Giles Powdrill writes:
Since 2004 The Futures Company has worked with Aviva, one of the world’s largest insurance companies, on an annual survey focussed on understanding consumer attitudes to saving and investing. In total, more than 100,000 people have taken part in the survey since its inception. Geographically, the scope has grown year on year from 11 countries in 2004 to the 25 covered in 2008.
2008’s global survey was also topped up by an additional omnibus survey of key tracking questions in six markets, to understand how attitudes were changing as the credit crisis intensified, in late October 2008.
The results formed the basis of a recent speech given by Amanda Mackenzie. Aviva’s Group Marketing Director, at Chatham House (opens in pdf). To summarise some of the main findings:
Short termism – In 2008, the majority of people surveyed, in every market, said that the short term (within the next 5 years) was the most important timescale for them when thinking about savings and investments and the importance of this short term context overall has been a growing trend since the survey began.
Financial vulnerability – People feel financially exposed. The 2008 survey revealed that across the markets surveyed only one in four people felt that they had enough savings or investments to cope with the unexpected. Although this sentiment was felt most strongly in many of the Central and Eastern European countries, the omnibus research in October showed that feelings of vulnerability in more economically mature countries like the US and Germany have increased noticeably over the preceding nine months.
Aversion to risk – Less than a third of those interviewed in 2008 agreed that they were prepared to accept a higher level of risk for their savings in return for a higher possible return and although this figure had remained consistent across the five years of core research, the omnibus survey showed evidence of this risk aversion strengthening in the more mature economies since the credit crunch took hold. The research has highlighted consistently that when people think about financial returns from their savings they tend to prefer products which offer safer or guaranteed options over those which offer the highest or most competitive returns.
Barriers to saving – The greatest reported barriers to saving more have consistently been lack of affordability and existing debts, however lack of trust in financial institutions as a determining factor has risen dramatically over the course of this year. For instance only 8% of respondents in the US cited it as a barrier in Q1 2008 but this had then risen to 25% by Q4. Over the same period it rose from 15% to 27% in Ireland and from 13% to 22% in the UK.
Retirement concern – In almost every country surveyed the majority of pre-retired people said that they were worried that they wouldn’t have enough money when they retire to provide an adequate standard of living, and this has been the case since the survey began. However, significantly fewer people in most countries said that they were actually regularly setting aside money for use in retirement (despite also acknowledging that saving or investing regularly was the most practical way to secure a comfortable retirement). A mismatch between anxiety and action which creates some potentially worrying pension provision gaps.

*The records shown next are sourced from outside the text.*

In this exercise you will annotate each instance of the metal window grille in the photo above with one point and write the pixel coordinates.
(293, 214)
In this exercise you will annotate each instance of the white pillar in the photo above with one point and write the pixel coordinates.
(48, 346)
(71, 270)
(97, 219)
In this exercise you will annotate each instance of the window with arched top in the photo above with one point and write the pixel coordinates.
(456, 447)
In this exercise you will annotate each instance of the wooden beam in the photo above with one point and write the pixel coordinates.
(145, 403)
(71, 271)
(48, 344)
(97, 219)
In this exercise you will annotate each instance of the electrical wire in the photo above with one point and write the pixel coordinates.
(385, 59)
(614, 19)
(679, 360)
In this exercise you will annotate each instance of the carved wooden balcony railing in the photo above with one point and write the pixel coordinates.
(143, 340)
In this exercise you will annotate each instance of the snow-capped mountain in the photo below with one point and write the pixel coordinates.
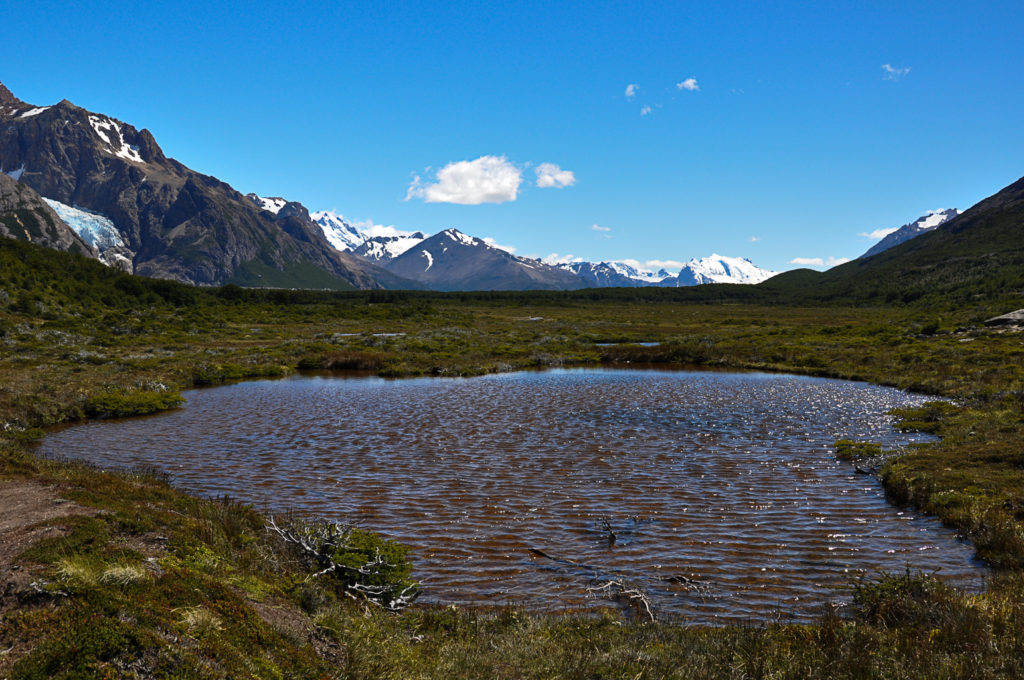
(175, 222)
(452, 260)
(914, 228)
(269, 204)
(615, 274)
(98, 231)
(383, 249)
(340, 234)
(721, 269)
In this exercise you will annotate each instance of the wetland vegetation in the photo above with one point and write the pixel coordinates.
(144, 581)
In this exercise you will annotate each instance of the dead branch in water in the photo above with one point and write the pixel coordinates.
(322, 543)
(620, 591)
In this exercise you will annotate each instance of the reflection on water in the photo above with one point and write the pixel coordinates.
(719, 494)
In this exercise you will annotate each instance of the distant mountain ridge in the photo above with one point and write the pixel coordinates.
(977, 255)
(174, 222)
(914, 228)
(452, 260)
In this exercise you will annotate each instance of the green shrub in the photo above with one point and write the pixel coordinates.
(121, 404)
(856, 451)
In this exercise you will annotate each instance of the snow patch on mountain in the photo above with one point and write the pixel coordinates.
(271, 204)
(382, 249)
(721, 269)
(33, 112)
(14, 174)
(98, 231)
(894, 237)
(107, 128)
(459, 237)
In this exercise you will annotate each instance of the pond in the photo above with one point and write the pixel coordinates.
(718, 494)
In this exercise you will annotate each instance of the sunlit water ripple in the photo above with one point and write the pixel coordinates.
(722, 490)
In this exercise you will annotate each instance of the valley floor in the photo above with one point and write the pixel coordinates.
(118, 575)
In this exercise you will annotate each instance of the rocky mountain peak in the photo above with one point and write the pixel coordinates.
(7, 98)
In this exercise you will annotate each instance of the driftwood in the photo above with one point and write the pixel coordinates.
(612, 587)
(621, 591)
(320, 543)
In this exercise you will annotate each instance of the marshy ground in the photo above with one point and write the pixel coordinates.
(130, 578)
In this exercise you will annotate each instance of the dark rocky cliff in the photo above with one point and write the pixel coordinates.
(180, 224)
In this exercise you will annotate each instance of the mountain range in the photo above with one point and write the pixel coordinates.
(914, 228)
(84, 181)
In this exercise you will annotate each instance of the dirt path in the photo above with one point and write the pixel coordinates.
(26, 511)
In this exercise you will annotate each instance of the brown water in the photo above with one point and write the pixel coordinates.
(722, 490)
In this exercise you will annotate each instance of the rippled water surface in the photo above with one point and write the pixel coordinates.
(718, 494)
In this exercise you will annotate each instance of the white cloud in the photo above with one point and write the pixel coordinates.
(487, 179)
(494, 244)
(878, 234)
(549, 174)
(818, 261)
(894, 73)
(554, 259)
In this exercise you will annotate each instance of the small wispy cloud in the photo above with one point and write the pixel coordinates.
(486, 179)
(550, 175)
(819, 261)
(894, 73)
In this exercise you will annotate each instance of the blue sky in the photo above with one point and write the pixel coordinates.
(773, 131)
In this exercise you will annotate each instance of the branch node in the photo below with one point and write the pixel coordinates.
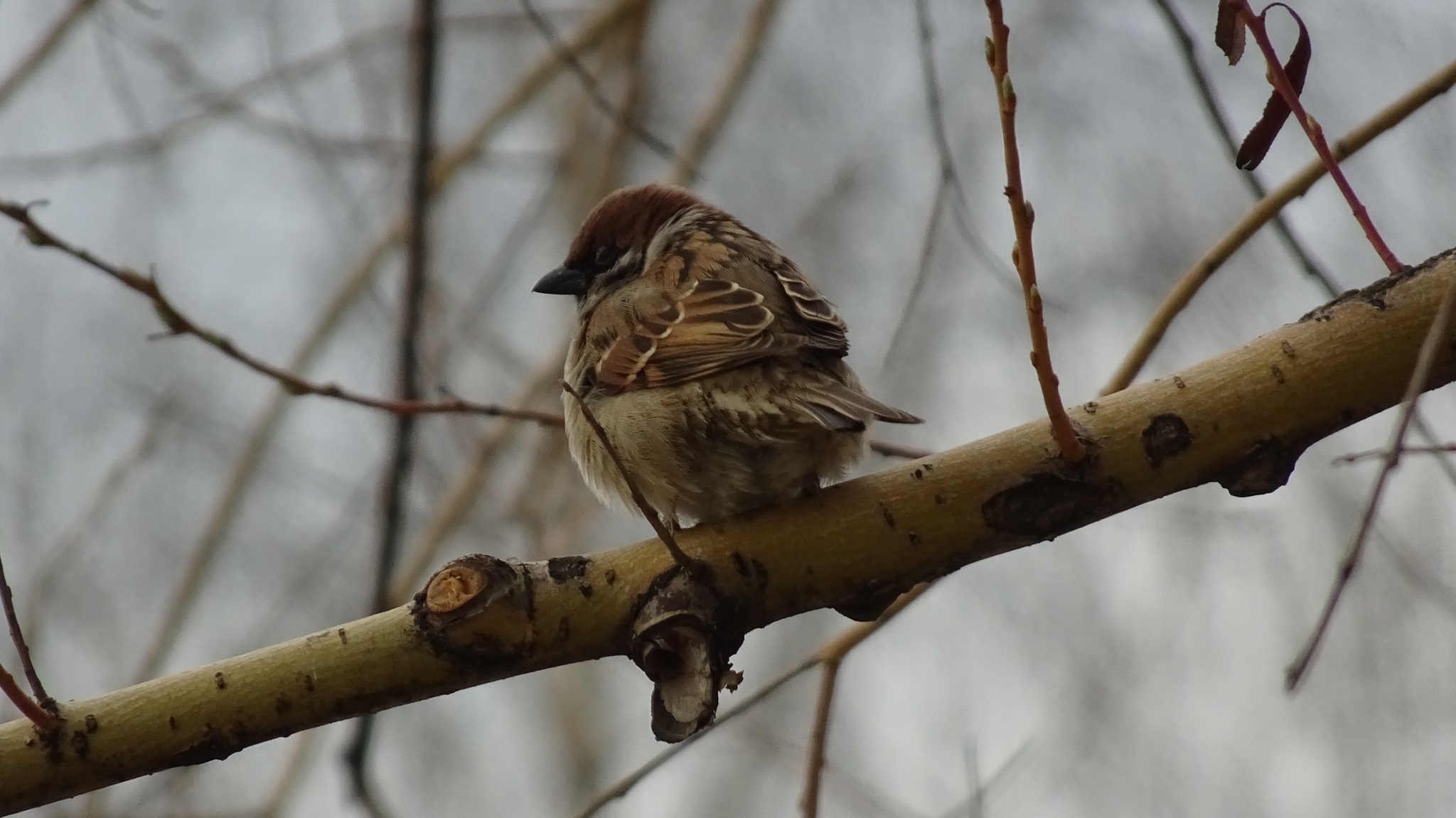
(678, 647)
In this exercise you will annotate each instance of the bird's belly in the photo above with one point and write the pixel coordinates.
(704, 453)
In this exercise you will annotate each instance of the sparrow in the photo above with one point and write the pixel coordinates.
(710, 360)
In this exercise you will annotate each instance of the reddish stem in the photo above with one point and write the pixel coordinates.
(1317, 136)
(28, 708)
(1021, 217)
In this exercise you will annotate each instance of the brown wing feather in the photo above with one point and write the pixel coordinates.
(826, 329)
(710, 328)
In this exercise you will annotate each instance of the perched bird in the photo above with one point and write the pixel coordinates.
(714, 366)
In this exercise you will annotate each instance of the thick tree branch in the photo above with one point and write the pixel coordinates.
(1239, 419)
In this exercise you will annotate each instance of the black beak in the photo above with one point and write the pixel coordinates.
(562, 281)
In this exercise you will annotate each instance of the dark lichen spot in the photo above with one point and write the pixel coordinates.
(564, 568)
(211, 747)
(1264, 468)
(740, 565)
(867, 601)
(1044, 505)
(1165, 437)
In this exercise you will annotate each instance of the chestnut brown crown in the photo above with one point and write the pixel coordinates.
(622, 226)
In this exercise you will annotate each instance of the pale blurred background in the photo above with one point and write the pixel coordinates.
(254, 152)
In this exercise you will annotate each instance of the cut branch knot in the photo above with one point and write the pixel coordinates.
(676, 642)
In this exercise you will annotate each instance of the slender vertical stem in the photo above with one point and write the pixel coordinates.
(1317, 137)
(424, 43)
(1021, 216)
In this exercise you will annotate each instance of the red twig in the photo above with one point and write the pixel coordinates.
(28, 708)
(1021, 255)
(179, 323)
(1314, 131)
(41, 711)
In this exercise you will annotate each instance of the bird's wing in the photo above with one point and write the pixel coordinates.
(823, 325)
(710, 328)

Working later – One response to this potential lack of retirement provision, from a consumer point of view at least, may lie in simply working until later in life. In fact, rather than seeing this an unappealing prospect, in 2008 the majority of pre-retired people agreed that they would like to work, either full time or part time, after the usual retirement age. There was considerable geographical variation in answering this question though; the more established Asian markets such as Hong Kong, Singapore and Taiwan expressed the greatest desire to carry on their employment into their later years whilst those in Continental Europe (France, Germany, The Netherlands and Belgium) were least enamoured with the idea.
Countries covered in the 2008 research: Hong Kong, Singapore, Taiwan, China, Russia, Ireland, India, Australia, Romania, USA, Italy, Lithuania, Turkey, UK, Sri Lanka, Poland, Canada, Spain, Czech Rep, Malaysia, Hungary, Belgium, Netherlands, Germany, France.
A summary report of the key findings from the research has now been published and is available for download on Aviva’s website.